Choose between threshold met or recovered
Action variables

Use the default notification message or customize it. You can add more context to the message by clicking the Add variable icon Add variable and selecting from a list of available variables.

Action variables list

The following variables are specific to this rule type. You can also specify variables common to all rules.

context.alertDetailsUrl
Link to the alert troubleshooting view for further context and details. This will be an empty string if the server.publicBaseUrl is not configured.
context.environment
The transaction type the alert is created for.
context.errorGroupingKey
The error grouping key the alert is created for.
context.errorGroupingName
The error grouping name the alert is created for.
context.interval
The length and unit of time period where the alert conditions were met.
context.reason
A concise description of the reason for the alert.
context.serviceName
The service the alert is created for.
context.threshold
Any trigger value above this value will cause the alert to fire.
context.transactionName
The transaction name the alert is created for.
context.triggerValue
The value that breached the threshold and triggered the alert.
context.viewInAppUrl
Link to the alert source.
Example
edit

The error count threshold alert triggers when the number of errors in a service exceeds a defined threshold.

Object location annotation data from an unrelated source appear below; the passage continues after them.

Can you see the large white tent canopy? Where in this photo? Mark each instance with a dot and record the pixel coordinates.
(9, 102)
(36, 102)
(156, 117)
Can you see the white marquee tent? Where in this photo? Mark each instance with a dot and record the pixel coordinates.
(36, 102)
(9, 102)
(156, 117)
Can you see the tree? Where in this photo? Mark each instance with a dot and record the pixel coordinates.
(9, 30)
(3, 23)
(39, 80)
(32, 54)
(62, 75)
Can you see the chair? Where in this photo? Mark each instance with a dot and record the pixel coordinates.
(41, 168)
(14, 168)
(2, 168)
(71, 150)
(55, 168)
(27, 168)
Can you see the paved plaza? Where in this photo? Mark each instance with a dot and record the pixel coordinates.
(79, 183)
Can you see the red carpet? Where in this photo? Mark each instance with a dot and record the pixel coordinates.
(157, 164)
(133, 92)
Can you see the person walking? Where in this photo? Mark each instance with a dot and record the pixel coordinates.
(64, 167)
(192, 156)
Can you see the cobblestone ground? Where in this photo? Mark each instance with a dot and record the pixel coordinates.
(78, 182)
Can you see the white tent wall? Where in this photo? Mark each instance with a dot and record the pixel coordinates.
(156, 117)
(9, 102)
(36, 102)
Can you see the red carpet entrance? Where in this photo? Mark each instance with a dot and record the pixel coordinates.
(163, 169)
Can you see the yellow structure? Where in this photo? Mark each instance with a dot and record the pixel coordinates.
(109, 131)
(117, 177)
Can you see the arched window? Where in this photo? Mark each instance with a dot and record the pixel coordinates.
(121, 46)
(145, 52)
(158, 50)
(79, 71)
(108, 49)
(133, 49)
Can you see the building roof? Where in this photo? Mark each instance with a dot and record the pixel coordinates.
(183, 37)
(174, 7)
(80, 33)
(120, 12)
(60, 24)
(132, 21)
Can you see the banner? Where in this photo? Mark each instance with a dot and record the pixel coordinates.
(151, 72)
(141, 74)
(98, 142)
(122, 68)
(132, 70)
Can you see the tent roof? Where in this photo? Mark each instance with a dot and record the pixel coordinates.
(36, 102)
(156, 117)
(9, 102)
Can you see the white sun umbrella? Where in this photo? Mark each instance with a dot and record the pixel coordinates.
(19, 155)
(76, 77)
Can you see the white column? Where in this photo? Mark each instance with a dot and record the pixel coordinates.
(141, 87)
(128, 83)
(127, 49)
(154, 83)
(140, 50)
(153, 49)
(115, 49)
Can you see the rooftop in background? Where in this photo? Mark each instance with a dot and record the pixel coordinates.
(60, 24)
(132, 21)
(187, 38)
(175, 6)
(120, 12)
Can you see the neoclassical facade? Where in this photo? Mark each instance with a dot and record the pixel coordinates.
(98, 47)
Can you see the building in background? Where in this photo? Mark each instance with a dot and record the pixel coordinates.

Because some errors are more important than others, this guide will focus a specific error group ID.

Before continuing, identify the service name, environment name, and error group ID that you’d like to create an error count threshold rule for.

This guide will create an alert for an error group ID based on the following criteria:

  • Service: {your_service.name}
  • Environment: {your_service.environment}
  • Error Grouping Key: {your_error.ID}
  • Error count is above 25 errors for the last five minutes
  • Group alerts by service.name and service.environment
  • Check every 1 minute
  • Send the alert via email to the site reliability team

From any page in Applications, select Alerts and rulesCreate threshold ruleError count rule. Change the name of the alert (if you wish), but do not edit the tags.

Based on the criteria above, define the following rule details:

  • Service: {your_service.name}
  • Environment: {your_service.environment}
  • Error Grouping Key: {your_error.ID}
  • Is above: 25 errors
  • For the last: 5 minutes
  • Group alerts by: service.name service.environment
  • Check every: 1 minute

Next, select the Email connector and click Create a connector. Fill out the required details: sender, host, port, etc., and select Save.

A default message is provided as a starting point for your alert. You can use the Mustache template syntax ({{variable}}) to pass additional alert values at the time a condition is detected to an action. A list of available variables can be accessed by clicking the Add variable icon Add variable.

Select Save. The alert has been created and is now active!